Pondok pesantren menyimpan sisi gelap. Ada banyak cerita nyeleneh yang mungkin akan membuat orang awam syok. Dari mairil hingga maling kutang.
Mojok ngobrol dengan mereka yang pernah nyantri bertahun-tahun, bahkan ada yang masih nyantri. Mereka menceritakan bagaimana hidup berjalan di pondok.
***
Bukan rahasia umum kalau di pondok ada istilah mairil dan nyempet atau nyampet. Mairil adalah istilah hubungan kasih sayang sesama jenis santri yang seringkali ditujukan kepada seseorang yang memiliki wajah tampan, imut, dan baby face (Fikri & Wardana, 2019).
Sedangkan nyempet istilah untuk menggambarkan aktivitas seksual yang oleh santri, dengan cara mengimpitkan kelamin ke paha kepada mairilnya (Fikri & Wardana, 2019). Tidak semua aktivitas ini dilakukan secara konsensual alias kebanyakan juga masuk di ranah pelecehan.

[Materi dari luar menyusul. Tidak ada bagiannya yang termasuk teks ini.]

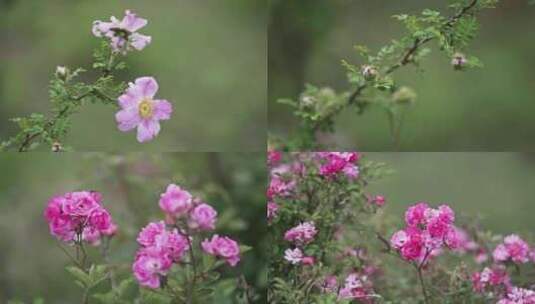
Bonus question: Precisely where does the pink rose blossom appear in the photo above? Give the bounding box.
[137,221,165,247]
[92,10,152,54]
[267,176,296,199]
[284,248,303,265]
[405,203,429,227]
[44,191,117,245]
[188,204,217,230]
[301,257,315,266]
[316,152,360,179]
[284,222,317,245]
[201,234,240,267]
[492,234,530,264]
[115,77,173,143]
[159,184,193,218]
[268,150,282,166]
[132,248,172,288]
[369,195,386,207]
[497,287,535,304]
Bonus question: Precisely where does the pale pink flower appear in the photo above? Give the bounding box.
[201,234,240,267]
[390,230,409,249]
[284,248,303,265]
[188,204,217,230]
[159,184,193,218]
[284,222,318,245]
[115,77,173,142]
[92,10,152,54]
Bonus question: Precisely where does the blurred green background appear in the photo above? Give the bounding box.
[0,153,268,304]
[364,152,535,235]
[268,0,535,151]
[0,0,267,151]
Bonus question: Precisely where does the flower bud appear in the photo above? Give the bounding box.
[56,65,69,80]
[301,95,314,108]
[52,141,63,152]
[451,53,466,70]
[392,87,416,104]
[361,65,379,81]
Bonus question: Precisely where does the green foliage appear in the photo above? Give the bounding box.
[0,42,125,152]
[270,0,498,151]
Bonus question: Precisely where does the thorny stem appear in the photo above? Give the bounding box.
[186,225,197,304]
[14,51,116,152]
[101,237,117,289]
[347,0,478,104]
[416,267,429,304]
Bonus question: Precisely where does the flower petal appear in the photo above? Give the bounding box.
[137,120,160,143]
[121,10,147,33]
[136,77,158,99]
[130,33,152,51]
[115,107,141,132]
[117,90,143,109]
[153,99,173,120]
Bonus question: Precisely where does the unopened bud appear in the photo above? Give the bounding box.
[56,66,69,80]
[301,95,314,107]
[451,53,466,70]
[52,141,63,152]
[392,87,416,104]
[362,65,379,81]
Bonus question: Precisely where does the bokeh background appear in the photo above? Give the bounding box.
[268,0,535,151]
[0,0,267,152]
[0,153,268,304]
[364,152,535,236]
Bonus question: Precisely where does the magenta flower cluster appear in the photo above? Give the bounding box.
[132,221,190,288]
[92,10,173,143]
[44,191,117,246]
[284,222,318,265]
[316,152,360,179]
[390,203,460,264]
[132,184,240,288]
[472,234,535,304]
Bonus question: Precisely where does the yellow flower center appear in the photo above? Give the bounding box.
[139,99,152,119]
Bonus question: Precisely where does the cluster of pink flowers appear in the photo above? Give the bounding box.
[159,184,217,231]
[368,195,386,207]
[472,266,511,293]
[267,174,296,199]
[92,10,152,54]
[492,234,531,264]
[284,222,318,265]
[45,191,117,245]
[316,152,360,179]
[472,234,535,304]
[496,287,535,304]
[201,234,240,267]
[132,221,190,288]
[133,184,240,288]
[390,203,461,263]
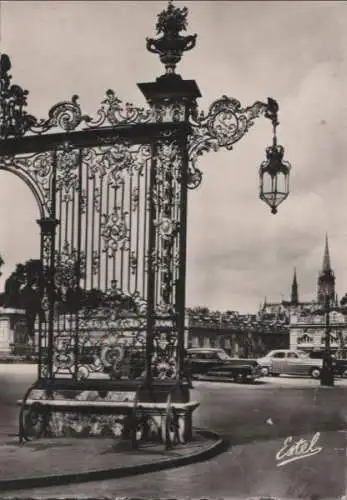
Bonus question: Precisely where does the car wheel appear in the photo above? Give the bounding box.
[310,366,321,379]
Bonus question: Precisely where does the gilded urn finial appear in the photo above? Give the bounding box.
[146,0,197,75]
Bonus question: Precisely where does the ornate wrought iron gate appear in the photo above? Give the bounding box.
[0,3,288,388]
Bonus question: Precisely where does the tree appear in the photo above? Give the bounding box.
[3,259,41,308]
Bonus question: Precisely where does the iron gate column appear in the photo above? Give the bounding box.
[138,73,201,379]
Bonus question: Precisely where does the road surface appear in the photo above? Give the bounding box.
[0,365,347,499]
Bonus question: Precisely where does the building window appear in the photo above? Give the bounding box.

Soal mairil dan nyempet, kontributor Mojok Aly Rezapernah menuliskan pengalamannya menyaksikan homoseksualitas di pondok pesantren dalam tulisan Mairil dan Nyampet, Homoseksualitas di Pesantren yang Pernah Saya Saksikan Sendiri.
Mairil, hubungan sesama jenis di dunia pondok pesantren yang sudah jadi rahasia umum
Nasor, sapaan akrab Indra, seorang santri yang jadi saksi mata mairil dan pelecehan yang terjadi kepada temannya. Kejadian mairil yang diceritakannya terjadi saat ia mondok di salah satu ponpes modern Mojokerto.

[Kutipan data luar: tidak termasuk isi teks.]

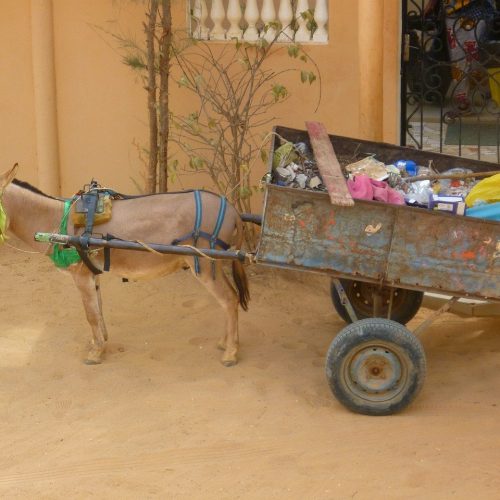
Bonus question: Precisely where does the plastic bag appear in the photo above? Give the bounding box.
[465,174,500,207]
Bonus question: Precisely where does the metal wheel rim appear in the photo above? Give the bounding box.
[341,341,410,403]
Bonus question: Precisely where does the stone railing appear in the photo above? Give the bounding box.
[188,0,328,43]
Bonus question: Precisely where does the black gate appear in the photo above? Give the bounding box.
[401,0,500,162]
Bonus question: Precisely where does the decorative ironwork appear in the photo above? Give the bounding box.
[401,0,500,162]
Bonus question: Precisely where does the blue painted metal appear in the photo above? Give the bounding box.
[257,129,500,300]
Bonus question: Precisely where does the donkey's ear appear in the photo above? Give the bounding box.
[0,163,19,191]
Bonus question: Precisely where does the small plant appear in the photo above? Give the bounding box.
[170,27,320,244]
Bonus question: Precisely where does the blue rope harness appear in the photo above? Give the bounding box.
[172,190,230,279]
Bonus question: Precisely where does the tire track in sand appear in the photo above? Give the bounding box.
[0,442,282,487]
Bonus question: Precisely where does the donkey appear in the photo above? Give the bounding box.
[0,165,249,366]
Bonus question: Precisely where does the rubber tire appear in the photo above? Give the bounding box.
[325,318,427,416]
[330,279,424,325]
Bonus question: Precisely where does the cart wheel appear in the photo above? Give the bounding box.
[326,318,426,415]
[331,279,424,325]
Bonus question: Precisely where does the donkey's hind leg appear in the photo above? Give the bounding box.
[193,259,239,366]
[71,264,108,365]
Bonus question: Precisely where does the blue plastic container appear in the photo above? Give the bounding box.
[465,202,500,221]
[396,160,418,176]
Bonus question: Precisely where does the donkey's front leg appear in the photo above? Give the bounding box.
[72,264,108,365]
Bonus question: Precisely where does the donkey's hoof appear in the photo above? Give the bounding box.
[83,358,102,365]
[84,349,103,365]
[220,356,238,367]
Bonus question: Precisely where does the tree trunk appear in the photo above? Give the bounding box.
[158,0,172,193]
[144,0,158,193]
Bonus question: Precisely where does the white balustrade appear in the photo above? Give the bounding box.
[295,0,311,42]
[187,0,328,43]
[243,0,260,42]
[260,0,276,42]
[193,0,209,40]
[226,0,243,40]
[210,0,226,40]
[278,0,294,42]
[313,0,328,42]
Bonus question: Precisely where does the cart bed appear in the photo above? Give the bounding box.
[257,127,500,301]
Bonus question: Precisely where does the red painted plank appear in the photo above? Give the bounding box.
[306,122,354,207]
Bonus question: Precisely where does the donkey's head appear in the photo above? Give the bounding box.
[0,163,19,196]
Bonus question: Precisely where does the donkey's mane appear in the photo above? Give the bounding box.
[12,179,59,200]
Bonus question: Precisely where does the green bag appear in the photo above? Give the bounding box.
[49,200,82,268]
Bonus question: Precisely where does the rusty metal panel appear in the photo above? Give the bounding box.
[257,184,500,299]
[386,209,500,298]
[257,127,500,300]
[257,184,395,281]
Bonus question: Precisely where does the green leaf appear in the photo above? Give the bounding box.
[178,75,189,87]
[260,148,269,163]
[271,83,288,102]
[189,156,206,171]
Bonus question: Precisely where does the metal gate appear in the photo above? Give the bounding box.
[401,0,500,162]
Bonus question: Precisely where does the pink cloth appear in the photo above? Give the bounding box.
[347,175,405,205]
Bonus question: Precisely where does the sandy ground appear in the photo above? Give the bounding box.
[0,242,500,499]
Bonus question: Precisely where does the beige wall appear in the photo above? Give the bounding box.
[0,0,399,196]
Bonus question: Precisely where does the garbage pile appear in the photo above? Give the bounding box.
[272,142,500,221]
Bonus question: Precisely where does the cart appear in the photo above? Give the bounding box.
[37,127,500,415]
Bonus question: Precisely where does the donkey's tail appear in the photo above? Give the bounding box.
[233,214,250,311]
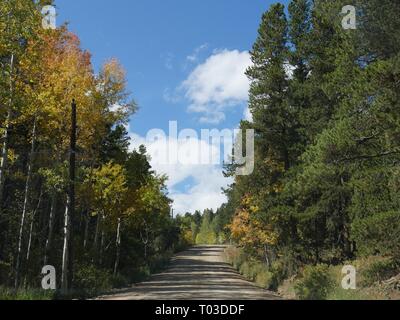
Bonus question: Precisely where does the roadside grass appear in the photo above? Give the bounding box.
[0,286,55,301]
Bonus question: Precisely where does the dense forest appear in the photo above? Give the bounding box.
[0,0,191,295]
[186,0,400,300]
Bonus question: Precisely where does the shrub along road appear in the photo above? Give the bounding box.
[99,246,281,300]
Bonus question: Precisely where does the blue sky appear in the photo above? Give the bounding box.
[56,0,287,213]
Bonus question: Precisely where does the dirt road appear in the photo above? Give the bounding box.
[100,246,280,300]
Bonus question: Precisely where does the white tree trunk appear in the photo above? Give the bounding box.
[114,218,122,276]
[44,192,57,265]
[0,54,14,210]
[26,190,43,261]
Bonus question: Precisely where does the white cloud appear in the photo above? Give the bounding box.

“Mairil itu ibarat cowok cantik. Ada beberapa anak agak menggoda-goda mairil yang cantik itu sampai dipeluk-peluk dan merangkulnya,” katanya.
Nasor mengakui, pelecehan kepada santri yang dianggap tampan dan baby face sering terjadi di pondok pesantren. Namun, hubungan sesama jenis cukup jarang di pondoknya.
Tasya, seorang santri putri yang pernah mondok 6 tahun di Ngawi mengakui kejadian serupa mairil juga terjadi di pondoknya.
Di pondoknya ada istilah tersendiri untuk menyebut mairil dan nyempet. Namun, kepada saya ia minta tak menyebutkan di tulisan ini.
Seorang teman seangkatannya ketahuan berduaan dengan kakak kelas beberapa minggu sebelum kelulusan. Mereka kedapatan melakukan perbuatan tak senonoh oleh pihak keamanan di sebuah ruang kelas. Keduanya langsung kena drop out (DO).
“Sebetulnya ini tergantung pribadi masing-masing, sih. Sejauh ini suka sesama jenis udah jadi rahasia umum di pondok,” kata Tasya.
Ia banyak menemui hubungan ‘kakak-adekan’ sewaktu nyantri. Biasanya mereka yang terlibat dalam hubungan akan punya interaksi saling perhatian bahkan mewariskan barang ke ‘adek-adekannya’.
Pelecehan seksual yang jadi urban legend
“Beberapa tahun lalu, ada teman saya jadi korban pelecehan seksual teman cowoknya. Tapi sebenarnya dia enggak mairil atau cantik. Lalu dia balas dendam ke teman yang lain,” ujar Nasor.
Saat teman Nasor tidur, pelaku memegang alat kelamin korban. Karena kaget bukan kepalang, korban menggaplok pelaku. Kasus ini jadi cerita urban legend pondoknya.
“Ponpes seringkali langsung ke hukum, artinya enggaak memperhatikan pembenahan psikologis. ‘Kamu salah, kamu tak boyong’,” akunya saat saya menanyakan bagaimana tanggapan pengelola pondok pesantren terkait mairil dan pelecehan yang terjadi.
Bukan hanya mairil atau nyempet yang ada di dunia pesantren. Ada juga santri yang mencuri kutang untuk melampiaskan hasrat seksualnya.
Tasya malah pernah jadi korban pelecehan seksual santrinya sendiri. Kala itu ia sudah lulus pondok dan sedang menjalankan pengabdian (mengajar) di pondok lain. Singkatnya ia yang jadi ustazah di pondok.
Di pondok tersebut, santri putra dan putri masih jadi satu. Asrama mereka hanya dibatasi wilayah atas untuk putri dan wilayah bawah untuk putra.